I am Autistic. I am not a good social self-starter.
People sometimes tell me, “We should get together for a visit.” or something similar, and I will say, “Yes, that would be nice.” Then months, or even years, go by with me waiting to see them. I don’t understand why things often don’t get beyond that first offer to get together. I guess they may be waiting for me to make some plans at that point?
“The hallmark feature of ASD is impaired social interaction.”
I have a social disability. So, I am not often going to make the social plans and invite people to do things. This doesn’t mean that I don’t want to visit or do things with people. I do enjoy other people. It is just not likely that I will make the first move, or sometimes even the second move.
I don’t readily understand the idea of a “social scoreboard” where people seem to keep track of who’s turn it is to make the social plans.
When in doubt, about me, please ask me rather than assuming that I am happy spending most of my time alone. I do enjoy my friends and want to do things with them.
All Autistics are not “loners” by choice. Many of us want to enjoy time with friends but don’t get included as often as we would like. Please consider these things and remember that most of us can be great friends if you give us the chance.
You are so right… I have trouble with ebbs and flows – I’ll be in a social dessert, yearning for some interaction, then I’ll get a cluster of invitations at once and for my own health and sanity, have to turn some of them down… and then people think I don’t want to do anything with them, and it cycles… social interactions are a challenge! You said it well.
Yes, many of us want to have a good friend or two that we can rely on. We often need to pull back from (and/or recharge following) larger social events. Too much of a good thing can be draining!
This describes me a “T” when it comes to making plans with friends. I’m just not that good at it.
Yes, I think that many of us have problems with the idea of social score keeping. We don’t always know when someone is simply being polite (so called lip service) or if they really intend to follow through on making some real plans. I do feel disappointed when an offer to get together never happens.
I relate to this so much! I need so much alone time that people assume I’m not interested in friendships. But I yearn for a few close friendships and don’t know how to take acquaintanceship to the next level. It’s so frustrating.
I understand the difficulty in moving from acquaintanceship to friendship all too well.
I don’t talk much with people that I don’t know well. Once I get comfortable with someone, watch out, the floodgates open up and I am very likely to talk too much. When you are lonely for a while you find that you have a lot to say when you finally find someone who seems like they will listen. Unfortunately, all too often, that next talkative stage is the end of the line. They often shy away at that point and simply fade out of my life. They may be very polite about it, but it still hurts when you can tell that your friend(s) have decided to back away from you. I am very often an unwilling loner because of this type of thing happening.

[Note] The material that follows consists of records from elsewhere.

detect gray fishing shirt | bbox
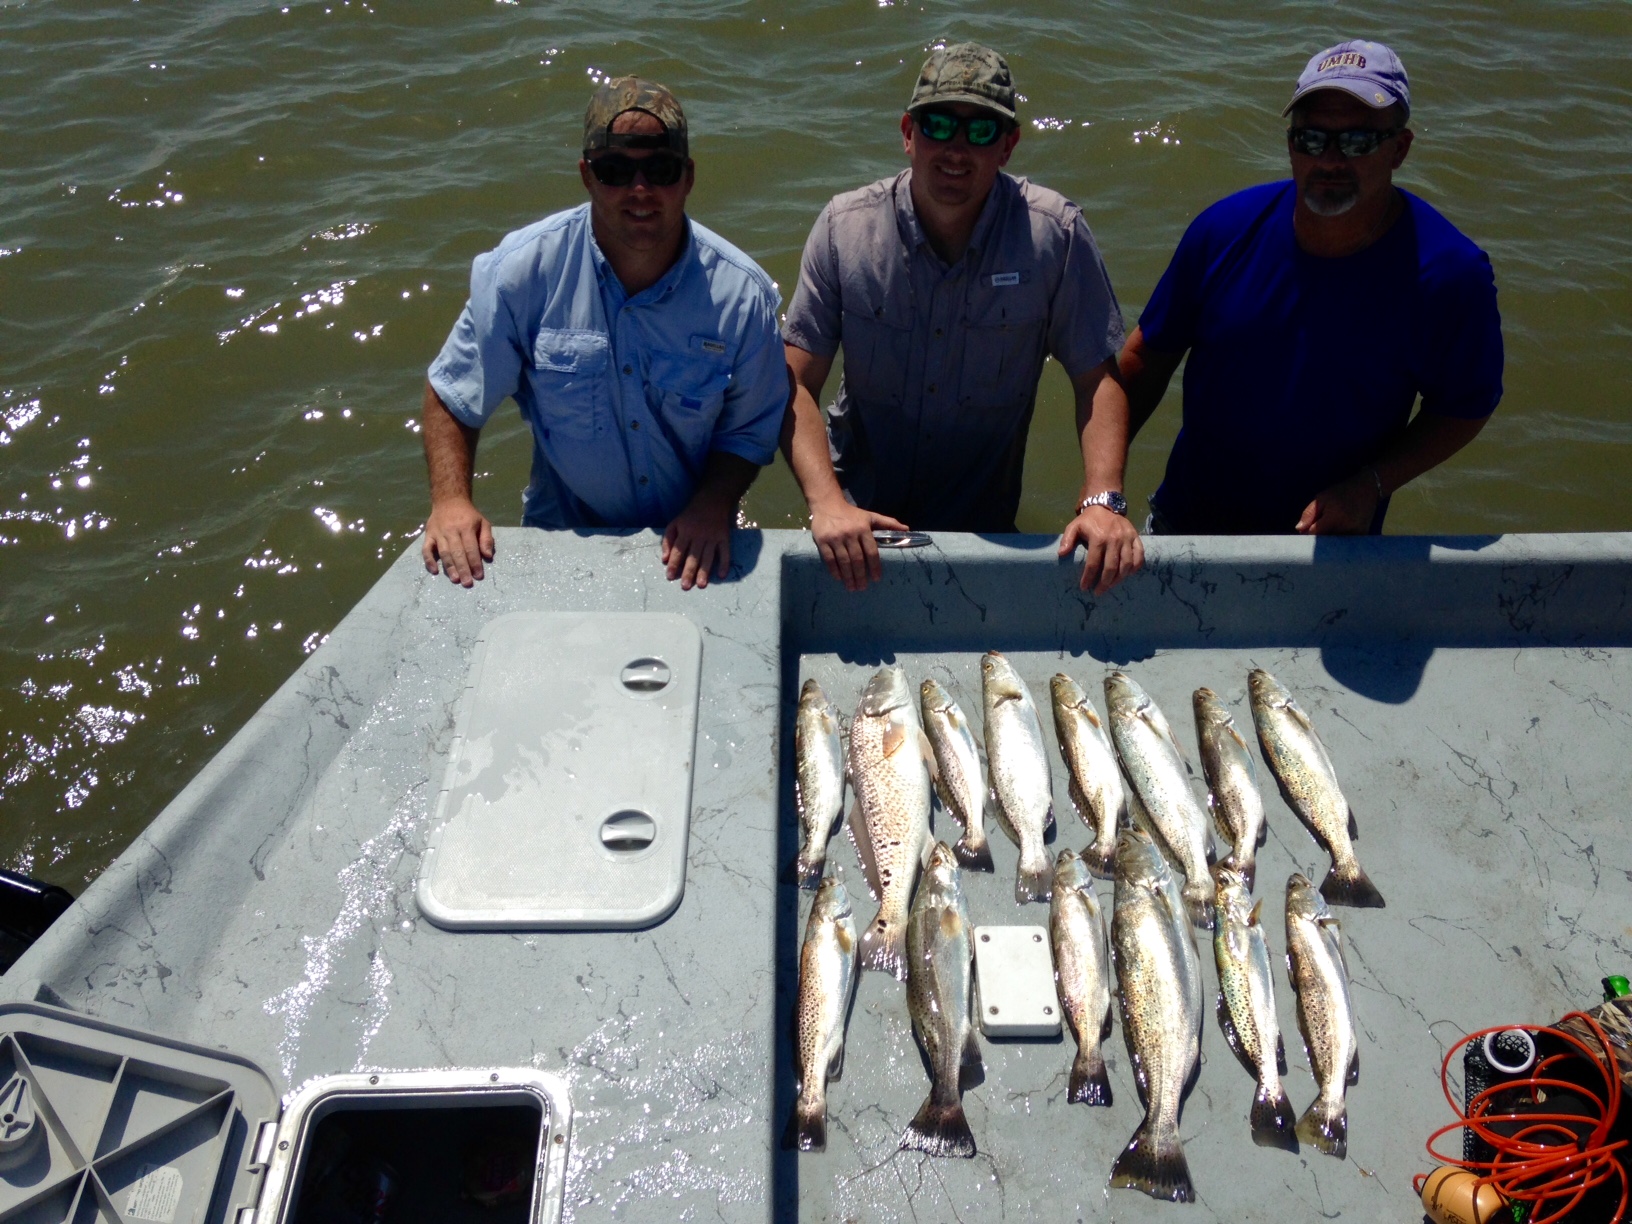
[783,170,1125,531]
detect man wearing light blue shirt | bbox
[420,77,789,590]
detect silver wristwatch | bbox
[1077,490,1128,517]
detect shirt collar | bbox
[586,210,696,306]
[895,168,1012,267]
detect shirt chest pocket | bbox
[840,294,916,408]
[646,343,733,455]
[959,273,1049,408]
[528,328,611,443]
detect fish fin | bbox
[1216,994,1259,1079]
[963,1026,983,1069]
[1110,1120,1195,1203]
[1319,863,1385,909]
[827,1040,845,1084]
[1182,879,1216,930]
[1080,839,1116,878]
[881,710,911,758]
[1295,1096,1348,1159]
[1099,1001,1115,1043]
[845,798,883,902]
[1275,1034,1288,1076]
[953,836,995,872]
[1347,1047,1359,1086]
[920,730,939,778]
[1067,773,1091,827]
[790,1094,827,1153]
[899,1097,976,1159]
[989,788,1021,846]
[859,916,907,980]
[1044,802,1056,842]
[920,828,936,869]
[786,853,825,891]
[1068,1043,1113,1106]
[1239,855,1257,895]
[1015,851,1052,903]
[1250,1083,1299,1152]
[1348,806,1359,839]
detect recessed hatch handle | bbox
[0,1073,38,1157]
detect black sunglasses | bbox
[1287,126,1401,158]
[586,151,687,188]
[916,109,1007,148]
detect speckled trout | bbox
[1050,849,1114,1106]
[900,842,981,1158]
[847,665,933,980]
[1286,873,1360,1158]
[1110,826,1203,1202]
[1194,687,1266,893]
[982,652,1054,903]
[789,873,858,1152]
[791,679,846,890]
[920,678,994,871]
[1105,672,1215,928]
[1051,674,1126,877]
[1213,866,1296,1151]
[1249,669,1385,909]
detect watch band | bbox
[1077,491,1128,517]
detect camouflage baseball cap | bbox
[583,76,688,156]
[907,42,1016,122]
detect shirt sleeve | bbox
[426,245,528,428]
[1417,250,1504,420]
[1137,212,1212,355]
[1047,209,1127,381]
[781,203,843,358]
[709,282,790,466]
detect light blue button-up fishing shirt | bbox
[429,204,787,529]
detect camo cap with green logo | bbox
[583,76,688,156]
[907,42,1016,122]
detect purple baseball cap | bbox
[1283,39,1410,117]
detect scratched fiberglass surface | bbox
[784,644,1630,1222]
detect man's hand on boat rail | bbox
[423,498,495,587]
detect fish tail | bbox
[1181,878,1216,929]
[859,915,908,980]
[899,1095,976,1158]
[1295,1092,1348,1159]
[1068,1045,1112,1107]
[787,852,824,890]
[1110,1118,1195,1203]
[1015,849,1052,903]
[1250,1082,1299,1152]
[1319,861,1386,909]
[1080,838,1116,879]
[954,835,995,872]
[791,1092,828,1153]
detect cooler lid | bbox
[0,1002,278,1224]
[416,611,703,930]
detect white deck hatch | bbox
[416,611,703,930]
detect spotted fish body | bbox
[847,666,933,980]
[1050,674,1126,877]
[1249,669,1384,909]
[793,679,846,890]
[1286,873,1360,1158]
[1104,672,1216,928]
[1050,849,1114,1105]
[981,652,1055,903]
[1194,687,1266,893]
[1110,826,1203,1203]
[920,679,994,871]
[790,875,858,1151]
[900,842,981,1158]
[1213,867,1297,1151]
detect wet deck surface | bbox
[5,530,1630,1222]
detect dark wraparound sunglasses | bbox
[916,109,1007,148]
[586,151,687,188]
[1287,126,1401,158]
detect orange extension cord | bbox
[1415,1012,1630,1224]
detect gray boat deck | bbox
[5,529,1630,1222]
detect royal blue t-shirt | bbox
[1141,182,1503,534]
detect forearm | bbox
[422,382,481,504]
[1074,362,1133,502]
[1370,410,1490,496]
[1117,326,1180,440]
[689,450,761,512]
[781,382,848,511]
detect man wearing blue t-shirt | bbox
[1120,41,1503,535]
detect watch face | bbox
[1106,491,1128,515]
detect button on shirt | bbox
[782,170,1125,532]
[428,204,787,529]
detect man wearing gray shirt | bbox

We truly have a long way to go before Autism Acceptance is a reality and not just a nice saying…
I have learned so much from you about autism, I really appreciate the education! Between being very sick and my out of control housing situation I haven’t left the house in days. As soon as we get moved in to wherever we end up and settled it’ll be time for some good ocean adventures!!
I’ve struggled very intensely with this. I’ve felt stuck in a painful delimma: I like people, desire social interactions…but feel most comfortable by myself. And it’s because of all of the reasons you state here…socially, I just have a hard time sorting through the data, making connections work. I couldn’t agree more: the happy loner thing is a myth, and a dangerous one…there are a lot of folks out there on the spectrum, who feel confused/trapped by their social difficulties. Thx so much for this post.
Just a thought as a fellow loner…I have bipolar disorder instead of being on the spectrum, but I do have the issue of being tired by social encounters.
One of things I have most trouble with is initiating get-togethers, because most of the time, I really don’t have the energy. But asking someone else to get together yourself is the best way to keep the ball rolling. I also have a tendency to talk too much, so I have to remind myself to listen at least half of the time. One way to do this is to ask a few open ended questions to someone about themselves, and then listen with minimal interruptions. After you have listened to them, it is more likely that they will listen to you. Another thing I did when I really had to get something off my chest is to talk briefly about it to everyone in my family as well as those I had as friends so I could “spread the wealth.”
My husband is someone who has the tendency to discuss everything he is is doing on his hobby in excruciating detail. So he meets friends who also love the same thing and so no one gets bored.
I still spend a lot of time alone, and I like it that way. But I do have a few friends that, no matter how long it has been, are still glad to see me. What I think is if you reach out to someone you never got together with, then they may surprise you by being glad to get together for a short visit.